2 of 3 people found the following review helpful
A great recording but not the best all-round performance,
This review is from: Verdi: La forza del destino (Audio CD)
I'm saddened by the intemperate nature of some of the preceding reviews of this recording, so let's try to keep it objective and fair. First, no-one inflects the text and caresses those glorious melodies as affectingly as Callas although Price in 1964 and Tebaldi in the (pretty raw!) live Mitropoulos recording run her close. The infamous "flap" in Callas' voice is only occasionally in evidence and she more than compensates with heart-wrenching portamenti and thrilling excursions into her lower register. Tucker is very, very good, if occasionally guilty of his besetting fault of being too lachrymose, but the top rings out magnificently.
The rest of the cast, with the exception of Capecchi's firm, characterful Melitone, is not up to their standard, though Nicolai is wholly acceptable in the essentially irritating role of Preziosilla, with her silly tub-thumping music. Tagliabue is clearly past his best but does not disgrace himself, despite some rather nasal, laboured sounds.
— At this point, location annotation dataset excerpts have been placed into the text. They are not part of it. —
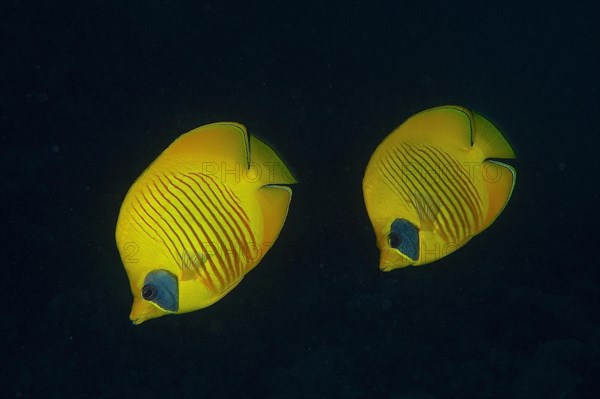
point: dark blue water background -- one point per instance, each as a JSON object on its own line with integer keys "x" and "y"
{"x": 93, "y": 91}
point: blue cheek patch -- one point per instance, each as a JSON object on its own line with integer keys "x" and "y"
{"x": 167, "y": 289}
{"x": 405, "y": 238}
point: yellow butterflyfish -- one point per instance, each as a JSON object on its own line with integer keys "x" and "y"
{"x": 199, "y": 218}
{"x": 434, "y": 183}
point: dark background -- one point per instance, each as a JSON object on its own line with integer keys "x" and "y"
{"x": 93, "y": 91}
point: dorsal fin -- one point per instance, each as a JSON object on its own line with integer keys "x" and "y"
{"x": 209, "y": 149}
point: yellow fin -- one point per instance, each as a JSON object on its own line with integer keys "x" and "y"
{"x": 447, "y": 126}
{"x": 489, "y": 140}
{"x": 275, "y": 202}
{"x": 207, "y": 149}
{"x": 270, "y": 166}
{"x": 500, "y": 181}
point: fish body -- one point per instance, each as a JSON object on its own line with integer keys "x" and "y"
{"x": 434, "y": 183}
{"x": 199, "y": 218}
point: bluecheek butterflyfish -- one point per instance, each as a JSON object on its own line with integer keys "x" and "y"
{"x": 199, "y": 218}
{"x": 434, "y": 183}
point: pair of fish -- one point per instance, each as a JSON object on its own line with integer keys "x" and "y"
{"x": 208, "y": 209}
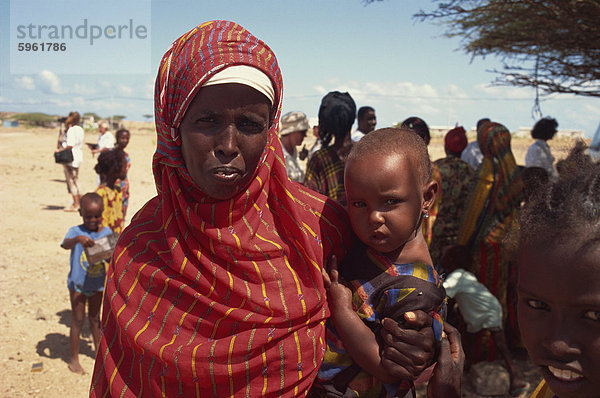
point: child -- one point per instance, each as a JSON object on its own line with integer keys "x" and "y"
{"x": 122, "y": 142}
{"x": 112, "y": 165}
{"x": 85, "y": 281}
{"x": 559, "y": 282}
{"x": 389, "y": 190}
{"x": 479, "y": 308}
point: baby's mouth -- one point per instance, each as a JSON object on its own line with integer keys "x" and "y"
{"x": 564, "y": 374}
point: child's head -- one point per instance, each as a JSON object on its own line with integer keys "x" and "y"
{"x": 112, "y": 165}
{"x": 389, "y": 188}
{"x": 559, "y": 281}
{"x": 122, "y": 136}
{"x": 90, "y": 209}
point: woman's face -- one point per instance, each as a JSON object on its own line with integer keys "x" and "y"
{"x": 223, "y": 134}
{"x": 559, "y": 317}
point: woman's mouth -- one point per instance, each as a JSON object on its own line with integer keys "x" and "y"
{"x": 564, "y": 374}
{"x": 227, "y": 174}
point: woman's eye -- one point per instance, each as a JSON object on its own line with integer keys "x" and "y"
{"x": 593, "y": 315}
{"x": 538, "y": 305}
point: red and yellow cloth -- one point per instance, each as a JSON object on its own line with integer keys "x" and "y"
{"x": 217, "y": 298}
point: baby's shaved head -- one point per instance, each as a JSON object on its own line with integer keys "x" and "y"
{"x": 395, "y": 141}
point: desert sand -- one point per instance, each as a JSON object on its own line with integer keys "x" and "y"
{"x": 34, "y": 302}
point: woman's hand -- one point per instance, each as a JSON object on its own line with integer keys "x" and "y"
{"x": 338, "y": 295}
{"x": 409, "y": 349}
{"x": 447, "y": 374}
My one real bugbear is Rossi-Lemeni; I have never understood why he was so esteemed. The voice is woolly, unsteady, lacking centre and without the true bass gravitas the role of Padre Guardiano requires - although he certainly sounds old! Serafin's conducting is typically well-judged, in turn both pacy and intense as this gloomily beautiful music demands and you soon forget that the recording is mono, the sound being so clear, clean and brilliant.
My favourite "Forza" is still the 1964 Schippers for the all-round excellence of the cast, though the 1947 Marinuzzi (available cheaply on Naxos) is worth having as it's a real period recording with a pulsating sense of live theatre about it(and you can hear Tancredi Pasero sing the role of Padre Guardiano as it should be sung). The above-mentioned live Mitropoulos contains the single most exciting piece of tenor singing I have ever heard in Del Monaco's "O tu che in seno" - the audience go wild and start mooing their appreciation like demented cattle - so you have quite a choice, the Schippers being the safest.